With continuing reference to FIG. 4A, if the request result from the CPU 204(0) in response to the snoop response is convert-to-read (“CTR”) (block 422), this indicates that the stale upgrade unique request has been converted to a read unique request by the snoop controller 214 in response to the snoop response by the CPU 204(0). Thus, the CPU 204(0) does not have to retry the previously issued upgrade unique request. This may have been the result of another CPU(s) 204(1)-204(N) having issued a unique upgrade request to the same coherence granule as requested to be upgraded by CPU 204(0), where an unique upgrade request by another CPU(s) 204(1)-204(N) was serviced by the snoop controller 214 before the unique upgrade request issued by the CPU 204(0). The other CPU(s) 204(1)-204(N) that has the coherence granule will provide the data to the CPU 204(0) in response to the converted read unique request response asserted on the interconnect bus 212 (block 426).

As discussed above, the snoop controller 214 converting a stale upgrade unique request to a read unique request via the snoop response by the CPU 204(0) to the upgrade unique request for the original upgrade unique request prevents the snoop controller 214 from reordering the converted read unique request behind other pending, younger requests which would lead to lack of forward progress due to starvation or livelock. The stale upgrade unique request is converted to a read unique so that its request order is maintained by the snoop controller 214. The CPU 204(0) is configured to not issue a retry of the upgrade unique request. In this manner, the request order for the original issued upgrade unique request is maintained by the snoop controller 214. This may be particularly useful if other CPUs 204(1)-204(N) are trying to read the same coherence granule, whereby retried upgrade unique requests by CPU 204(0) would keep failing and being invalidated, thus starving out the write operation to the coherence granule by CPU 204(0).

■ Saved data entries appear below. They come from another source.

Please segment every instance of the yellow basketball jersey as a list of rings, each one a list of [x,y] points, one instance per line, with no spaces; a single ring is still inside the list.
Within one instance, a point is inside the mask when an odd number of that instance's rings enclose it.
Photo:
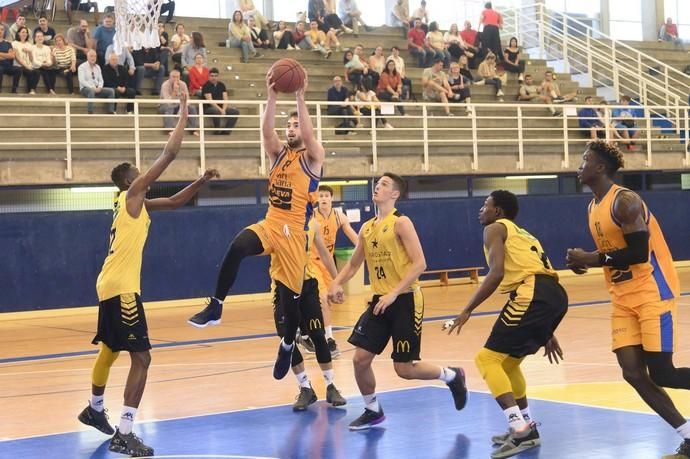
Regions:
[[[151,219],[146,206],[138,218],[127,213],[127,192],[115,199],[110,245],[103,268],[96,281],[98,300],[104,301],[123,293],[141,294],[141,259]]]
[[[517,288],[529,277],[545,274],[558,279],[539,240],[507,218],[496,220],[506,227],[505,259],[503,261],[503,280],[498,286],[500,293],[508,293]],[[484,246],[487,263],[489,251]]]
[[[621,191],[629,190],[613,185],[600,202],[592,199],[589,204],[589,230],[599,252],[612,252],[628,246],[620,223],[613,215],[613,205]],[[680,294],[678,273],[664,234],[647,204],[643,202],[643,206],[649,231],[649,260],[626,270],[604,266],[604,278],[616,305],[635,307],[669,300]]]
[[[400,217],[402,214],[393,209],[384,218],[377,220],[374,217],[362,227],[369,282],[376,295],[385,295],[393,290],[412,265],[405,247],[395,234],[395,223]],[[415,280],[410,291],[418,286],[419,282]]]
[[[317,210],[314,212],[314,218],[321,227],[321,235],[323,236],[326,248],[331,255],[333,255],[335,251],[335,240],[338,236],[338,230],[340,229],[340,214],[336,212],[335,209],[331,209],[331,212],[324,217],[321,212]],[[318,256],[318,253],[316,255]]]
[[[268,176],[266,221],[307,230],[321,177],[309,170],[306,151],[286,145],[278,155]]]
[[[319,267],[316,266],[314,260],[314,254],[319,253],[314,247],[314,237],[316,232],[314,231],[314,219],[309,220],[309,229],[307,230],[307,247],[309,250],[309,261],[307,262],[307,268],[304,271],[305,279],[317,279],[319,275]]]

As discussed above, the CPU 204(N) can also be configured to behave as if a read unique request was received from the CPU 204(0) and indicate a willingness to send the data after written to the interconnect bus 212 to reduce the latency involved with servicing future read unique requests. The CPU 204(0) then writes the data for its write operation in the portion of the coherence granule to be updated for the memory address associated with the write operation in its cache memory 206 (block 412), and the process 400 ends (block 414).

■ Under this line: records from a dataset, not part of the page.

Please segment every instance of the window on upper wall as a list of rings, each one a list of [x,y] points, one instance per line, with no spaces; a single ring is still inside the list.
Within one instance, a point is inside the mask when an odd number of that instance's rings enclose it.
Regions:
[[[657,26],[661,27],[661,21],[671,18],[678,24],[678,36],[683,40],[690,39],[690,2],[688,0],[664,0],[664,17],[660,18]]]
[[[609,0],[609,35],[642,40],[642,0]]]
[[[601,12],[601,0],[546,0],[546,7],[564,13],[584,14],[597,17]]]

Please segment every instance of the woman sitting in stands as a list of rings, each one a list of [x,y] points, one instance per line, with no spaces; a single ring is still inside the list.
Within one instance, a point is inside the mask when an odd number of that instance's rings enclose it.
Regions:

In another exemplary aspect, using the example of CPU 204(N) whose upgrade unique request won and was serviced with the data for the coherence granule in a unique cache state to be written, such CPU 204(N) can snoop the in-flight unique requests from the CPU 204(0) for the same coherence granule. Thus, the CPU 204(N) that received the data in the unique cache state knows that the CPU 204(0) that issued the in-flight unique requests for the same coherence granule will eventually request the data for the coherence granule in a unique state to then carry out its write operations. The CPU 204(N) that received the data in the unique cache state can behave as if a read unique request was received from the CPU 204(0) and indicate a willingness to send the data after written to the interconnect bus 212 to reduce the latency involved with servicing future read unique requests.

In this regard, FIG. 4B is a flowchart illustrating an exemplary process 430 of the CPU 204(N) in the multi-CPU processor 202 in FIG. 2, acting as a snooper CPU and snooping the upgrade unique request from CPU 204(0) from the process 400 in FIG. 4A. The CPU 204(N) snoops the snoop request from the snoop controller 214 in response to the unique request from CPU 204(0) (block 432). The snoop request was generated by the snoop controller 214 in response to the converted read unique snoop response received from CPU 204(0). In response, the snooper CPU 204(N) determines if the data associated with the read unique request is contained in its cache memory 206, meaning a cache hit (block 434). If there is not a cache hit, the second CPU 204(N) sends an acknowledgement snoop response, “ACK”, on the interconnect bus 212 indicating that it does not have data to send to satisfy the read unique request (block 436), and the process 430 ends (block 438). If a cache hit is determined to have occurred in block 434, the CPU 204(N) determines if the coherence granule is in a unique cache state (block 440). If so, the CPU 204(N) sends a snoop response indicating that it will send the data for the coherence granule on the interconnect bus 212 (block 442). The CPU 204(N) then sends the data to the coherence granule on the interconnect bus 212 (block 444). The CPU 204(N) invalidates its copy of data for the coherence granule (block 446), and the process 430 ends (block 438). If the CPU 204(N) determines the coherence granule is not in a unique cache state in block 440, the CPU 204(N) also sends a snoop response indicating that it is willing to send the data for the coherence granule on the interconnect bus 212 (block 448). The CPU 204(N) determines if the request response following the snoop is a retry of the upgrade unique request by the CPU 204(0) or a converted read unique request response (block 450). If a retry, the CPU 204(N) does not change its cache state of the coherence granule (block 452), and the process 430 ends (block 438). If the result is a converted read unique request response, the CPU 204(N) sends the data to the coherence granule on the interconnect bus 212 (block 444), and invalidates its copy of data for the coherence granule (block 446), and the process 430 ends (block 438).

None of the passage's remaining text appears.